Model routing is the steepest lever. Move a workflow from a base model to a premium one and the per-token rate jumps several times over. Product ships the upgrade because it's better. Nobody re-prices the plan.
Tool calls compound. An agent loop re-sends its growing context on every step. Five tool calls is six round trips, each carrying more input than the last.
Retries are invisible. A failed attempt still costs a full call. A ten percent retry rate is a ten percent COGS line nobody put on a slide.
We built a stress test so you can put your own numbers in and watch where the margin breaks:
The problem is not that cost always rises. Costs can fall. A model gets cheaper faster than usage grows for a quarter, and your margin widens.
That is not safe either. If cost drops and your price is fixed, you are overcharging, blind to your real margin, and exposed to a competitor who passes the savings through.
The problem is not direction. It's decoupling. Your price is frozen. Your cost floats. The gap between them is your margin, and you are not watching it move.
The next reflex: this is solved, add usage-based pricing, meter the tokens.
Necessary. Not sufficient.
Metering tokens tells you how many tokens moved. It doesn't tell you what they cost you. The cost of a token depends on the model that produced it, whether it was input, output, or cached, and how many loops the agent took to get there. Bill a flat rate per million tokens and you've frozen a price while your cost floats underneath it. The next model release moves your cost and not your price. You're back on the cliff with extra steps.
This is the difference between token mode and price mode. Token mode meters what was consumed. Price mode meters what it cost you.
The honest objection to billing on real cost: it makes the customer's bill unpredictable, and buyers hate a bill that moves.
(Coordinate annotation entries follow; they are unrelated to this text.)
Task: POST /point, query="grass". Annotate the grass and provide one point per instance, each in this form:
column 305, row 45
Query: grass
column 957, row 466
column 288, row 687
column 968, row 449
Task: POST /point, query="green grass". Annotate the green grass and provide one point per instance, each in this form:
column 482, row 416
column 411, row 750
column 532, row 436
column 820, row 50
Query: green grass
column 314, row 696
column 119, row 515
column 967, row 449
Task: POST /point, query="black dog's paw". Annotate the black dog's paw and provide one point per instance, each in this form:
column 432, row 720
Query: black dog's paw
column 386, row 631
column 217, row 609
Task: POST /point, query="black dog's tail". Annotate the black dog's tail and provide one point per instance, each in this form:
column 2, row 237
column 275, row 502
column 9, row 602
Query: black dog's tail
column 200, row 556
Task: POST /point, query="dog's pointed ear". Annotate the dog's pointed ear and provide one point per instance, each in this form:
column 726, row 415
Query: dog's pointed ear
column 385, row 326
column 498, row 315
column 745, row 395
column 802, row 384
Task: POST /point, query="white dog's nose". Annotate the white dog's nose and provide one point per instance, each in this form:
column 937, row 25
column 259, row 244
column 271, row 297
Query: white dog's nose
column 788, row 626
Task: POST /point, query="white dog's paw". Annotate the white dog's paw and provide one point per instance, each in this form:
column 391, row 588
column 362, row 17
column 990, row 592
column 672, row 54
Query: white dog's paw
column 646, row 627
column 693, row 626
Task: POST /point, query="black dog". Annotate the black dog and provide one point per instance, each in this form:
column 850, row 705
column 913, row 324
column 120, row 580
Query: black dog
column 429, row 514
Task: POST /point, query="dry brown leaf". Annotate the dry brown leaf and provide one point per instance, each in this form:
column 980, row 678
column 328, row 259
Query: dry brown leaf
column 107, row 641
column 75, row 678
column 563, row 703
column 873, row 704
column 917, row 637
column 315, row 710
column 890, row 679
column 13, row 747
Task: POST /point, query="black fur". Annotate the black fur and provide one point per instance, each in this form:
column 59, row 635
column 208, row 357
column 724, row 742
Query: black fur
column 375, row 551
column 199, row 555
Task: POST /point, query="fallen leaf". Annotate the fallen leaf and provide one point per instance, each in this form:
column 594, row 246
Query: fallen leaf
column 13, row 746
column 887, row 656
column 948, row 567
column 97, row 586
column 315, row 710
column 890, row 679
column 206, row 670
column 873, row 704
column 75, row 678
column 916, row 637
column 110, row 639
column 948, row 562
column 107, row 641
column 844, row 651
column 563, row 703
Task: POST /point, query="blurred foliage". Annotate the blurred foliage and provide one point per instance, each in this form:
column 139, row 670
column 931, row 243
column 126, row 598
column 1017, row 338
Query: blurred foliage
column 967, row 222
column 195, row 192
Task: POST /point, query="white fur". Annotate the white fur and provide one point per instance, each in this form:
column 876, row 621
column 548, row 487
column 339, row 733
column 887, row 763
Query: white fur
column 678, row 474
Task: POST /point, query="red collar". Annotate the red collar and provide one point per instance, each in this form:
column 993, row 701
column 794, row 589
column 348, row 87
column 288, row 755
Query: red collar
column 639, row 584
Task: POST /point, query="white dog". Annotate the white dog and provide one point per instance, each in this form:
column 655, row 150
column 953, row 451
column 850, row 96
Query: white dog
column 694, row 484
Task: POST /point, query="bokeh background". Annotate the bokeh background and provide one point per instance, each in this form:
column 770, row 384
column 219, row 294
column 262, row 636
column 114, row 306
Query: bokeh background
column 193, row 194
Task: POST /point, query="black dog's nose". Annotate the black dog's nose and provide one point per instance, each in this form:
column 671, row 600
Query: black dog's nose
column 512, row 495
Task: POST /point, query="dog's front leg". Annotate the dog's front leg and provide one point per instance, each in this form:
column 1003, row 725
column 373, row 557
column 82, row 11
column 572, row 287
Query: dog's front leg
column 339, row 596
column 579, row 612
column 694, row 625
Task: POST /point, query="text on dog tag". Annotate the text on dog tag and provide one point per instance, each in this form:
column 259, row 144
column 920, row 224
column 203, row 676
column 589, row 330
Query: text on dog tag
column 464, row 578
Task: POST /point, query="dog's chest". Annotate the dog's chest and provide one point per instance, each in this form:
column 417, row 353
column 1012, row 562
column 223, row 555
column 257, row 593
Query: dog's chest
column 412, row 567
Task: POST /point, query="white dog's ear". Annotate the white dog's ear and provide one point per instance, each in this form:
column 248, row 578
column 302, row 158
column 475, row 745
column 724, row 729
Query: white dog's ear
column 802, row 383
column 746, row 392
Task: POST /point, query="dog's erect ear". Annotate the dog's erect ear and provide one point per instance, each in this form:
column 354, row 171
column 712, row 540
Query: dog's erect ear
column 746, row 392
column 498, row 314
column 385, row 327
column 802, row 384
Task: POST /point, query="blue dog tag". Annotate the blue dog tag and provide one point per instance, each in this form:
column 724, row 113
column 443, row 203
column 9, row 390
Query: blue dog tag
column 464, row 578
It doesn't have to. What you bill on and what the customer sees are two different things. You still design the experience: a flat tier, an allowance, a cap, prepaid credits. Predictability for the customer is a choice you keep.
What changes is that you make that choice knowing your cost. Someone absorbs the variance either way. Give the customer a hard cap and you carry the tail above it. Pass it through and they carry it. The variance doesn't disappear. It stops being a surprise on your own P&L after a model upgrade. And it doesn't have to be free.
This is what the Lago Agent SDK now does. It reads the real dollar cost of every LLM call from live provider prices, OpenRouter and AWS Bedrock, with no keys to manage. It applies your markup and turns the result into billable usage. Token mode if you want to price the dimensions yourself. Price mode if you want cost-plus with the margin built in.
On top of that sits the policy: markup, margin floors, included allowances, overages, credits, per-customer discounts. The customer sees one clean charge. Your cost structure and token math stay on your side. It's open-source, so you can read exactly how cost becomes a billable amount instead of trusting a black box.
Three ways off the cliff, whichever stack you run.
Separate premium usage from the base plan. Reasoning-model traffic is a different cost class. Meter it on its own and price it through, so the customers who route to the expensive models are the ones who pay for them.
Set a margin floor, not a price. Fix the margin and let the billable amount track cost upward, so your worst case is a known number instead of a surprise.
Bill cost-plus on real spend. Turn the actual dollar cost of each call into a billable unit, and keep the customer-specific policy in the billing layer instead of a spreadsheet someone updates after every release.
Cheaper tokens were supposed to be good news.
They are, if you can see what they cost you.
Jevons would have told you to check the bill.